Rapid growth in the number of law students has outstripped the supply of apprenticeship places in solicitors offices' and barristers' chambers, leaving both the Law Society and the Bar Council searching for ways of choking off demand without jeopardising access and equal opportunties.

Student groups have campaigned vigorously for better financial support to prevent the law from becoming a profession for the rich, as the number of bursaries and discretionary awards dwindles. They have also constantly lobbied for equal opportunities for certain groups of students, such as those from ethnic minorities, which have found it harder than others to secure traineeships. They want the right to compete without the risk of debt being added to career uncertainty.

From within the profession things look different - even to the most liberal minded. The new Young Labour Lawyers group is arguing this week for access to law courses to be limited "at source". In its response to Labour's Access to Justice consultation paper, the group argues that: "Institutions are training far more lawyers than there are jobs. Students should have a right to know whether they have a future before they spend the money, rather than having to spend the money to find out."

The interests of institutions are different again depending on whether they are already in or hope to enter the training market. Responses to the Bar's consultation on proposals to end its school's monopoly on training for barristers indicate that while around 30 universities and colleges would like to offer the Bar Vocational Course, most think only around five institutions should be allowed to do so. They are worried about repeating the "mistakes" made by the Law Society when it opened up the market for the vocational training of solicitors, resulting in an over-supply of candidates and vacant places on a number of legal practice courses.

Here then is a market sorting itself out like markets do, bruising some folk on the way. Students want a chance to enter what has been a lucrative profession. Lawyers want to protect the price for their services. Institutions want to offer courses which bring in fees but must keep entry standards high.
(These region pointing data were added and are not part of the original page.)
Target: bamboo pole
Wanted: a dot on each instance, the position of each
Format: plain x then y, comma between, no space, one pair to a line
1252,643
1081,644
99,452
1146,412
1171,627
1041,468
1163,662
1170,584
Does this mean the market should be capped? Almost certainly not. Manpower planning does not work. Students denied the opportunity to go for a legal career because places have been limited will rightly argue that the restriction is inequitable - especially if they are from a "disadvantaged group". As the American Bar Association has discovered (see page 10) and as the Young Labour Lawyers themselves admit, a wide choice of training institutions can keep down fee levels thereby increasing opportunities.

But if the market is to be left to operate so that students can take their chance, they will need a number of things: access to loans for professional training; reliable information free of marketing hype about their subsequent job prospects; and assurance that the courses they join are properly accredited.

The qualifications on offer are probably the key and here the Lord Chancellor's Advisory Committee seems to be heading the right way with proposals for a more flexible training system with more "exit" points and choices for students about the direction of their career. It is just a pity that the committee has apparently so far overlooked the recent development of National Vocational Qualifications for paralegals - surely a new "exit" point worthy of serious consideration.